In reality, the concentration of virus DNA would vary from sample to sample. Hence, we also simulated with the virus DNA concentrations ranging from 0.1 nM to 5.0 nM shown in Figure 3, where the y-axis is the percentage of completion defined by a ratio of the concentration of product to the original concentration of reactant. Here, we considered that trans activity is completed when the percentage of completion reaches 80%. As our expectation, reducing the virus concentration will lengthen the required time of completion. For instance, it requires 71 minutes for 0.1 nM of virus DNA concentration to complete the reaction.

Figure 3. Comparison of trans activity rate under different virus DNA concentration.

We extracted the required time of completion with various concentrations of virus DNA shown in Figure 4 and fitted the results using a power function that allow us to predict the required time within our simulation range. Based on the reaction time and the 0.1 nM detection limit of CRISPR-Cas12a protein,^[3] we set the limitation of virus DNA concentration that can be detected by ASFAST at 0.3 nM.

Figure 4. The relationship between the required time of reaction and the concentration of virus DNA.

Worst-case scenario

To the best of our knowledge, there is no dissociation rate of trans activity reported in the literature, thus we only simulated the forward reaction of trans activity. Omitting the reverse reaction would significantly underestimate the required reaction time of ASFAST. To address this problem, we evaluation the worst-case scenario by reducing k_trans 50% (5×10⁵ Ms^-1). Figure 5 shows that the required time increases from 27 to 49 minutes under a virus DNA concentration of 0.3 nM. However, more researches has to be done on the dissociation rate of trans activity to determine the exact rate of its reverse reaction.

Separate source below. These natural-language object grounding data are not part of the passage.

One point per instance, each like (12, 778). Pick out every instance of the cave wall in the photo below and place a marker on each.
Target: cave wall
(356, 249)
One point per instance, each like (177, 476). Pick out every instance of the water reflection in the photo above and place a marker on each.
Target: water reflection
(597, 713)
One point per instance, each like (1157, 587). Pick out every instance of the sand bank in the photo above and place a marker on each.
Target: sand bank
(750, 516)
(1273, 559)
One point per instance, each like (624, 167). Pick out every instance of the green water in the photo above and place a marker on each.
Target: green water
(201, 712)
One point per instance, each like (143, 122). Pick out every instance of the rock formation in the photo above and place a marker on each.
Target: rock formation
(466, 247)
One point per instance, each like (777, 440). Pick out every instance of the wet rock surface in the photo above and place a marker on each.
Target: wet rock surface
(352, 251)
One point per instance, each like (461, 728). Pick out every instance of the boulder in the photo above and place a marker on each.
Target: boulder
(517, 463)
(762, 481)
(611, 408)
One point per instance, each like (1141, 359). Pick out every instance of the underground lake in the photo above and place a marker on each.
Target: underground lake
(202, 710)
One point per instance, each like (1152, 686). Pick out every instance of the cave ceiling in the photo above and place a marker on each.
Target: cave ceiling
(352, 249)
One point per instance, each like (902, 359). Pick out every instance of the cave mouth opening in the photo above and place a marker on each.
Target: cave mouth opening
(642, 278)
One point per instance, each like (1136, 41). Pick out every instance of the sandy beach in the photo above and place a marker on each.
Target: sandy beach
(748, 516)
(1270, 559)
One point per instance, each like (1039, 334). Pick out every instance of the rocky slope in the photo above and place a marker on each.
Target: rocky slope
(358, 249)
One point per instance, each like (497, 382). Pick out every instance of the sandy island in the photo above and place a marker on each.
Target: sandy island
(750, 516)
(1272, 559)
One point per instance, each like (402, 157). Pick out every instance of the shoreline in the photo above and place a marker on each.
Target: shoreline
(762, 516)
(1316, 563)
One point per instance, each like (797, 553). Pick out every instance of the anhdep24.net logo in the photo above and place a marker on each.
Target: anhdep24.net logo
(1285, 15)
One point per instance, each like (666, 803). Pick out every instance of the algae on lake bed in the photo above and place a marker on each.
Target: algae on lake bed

Figure 5. Worst-case scenario simulated under 0.3 nM of virus DNA concentration.

Detailed data

References

Strohkendl, I., Saifuddin, F. A., Rybarski, J. R., Finkelstein, I. J., & Russell, R. (2018). Kinetic basis for DNA target specificity of CRISPR-Cas12a. Molecular cell, 71(5), 816-824.
Chen, J. S., Ma, E., Harrington, L. B., Da Costa, M., Tian, X., Palefsky, J. M., & Doudna, J. A. (2018). CRISPR-Cas12a target binding unleashes indiscriminate single-stranded DNase activity. Science, 360(6387), 436-439.
Li, S. Y., Cheng, Q., Wang, J. M., Li, X. Y., Zhang, Z. L., Gao, S., ... & Wang, J. (2018). CRISPR-Cas12a-assisted nucleic acid detection. Cell Discov. 4, 20.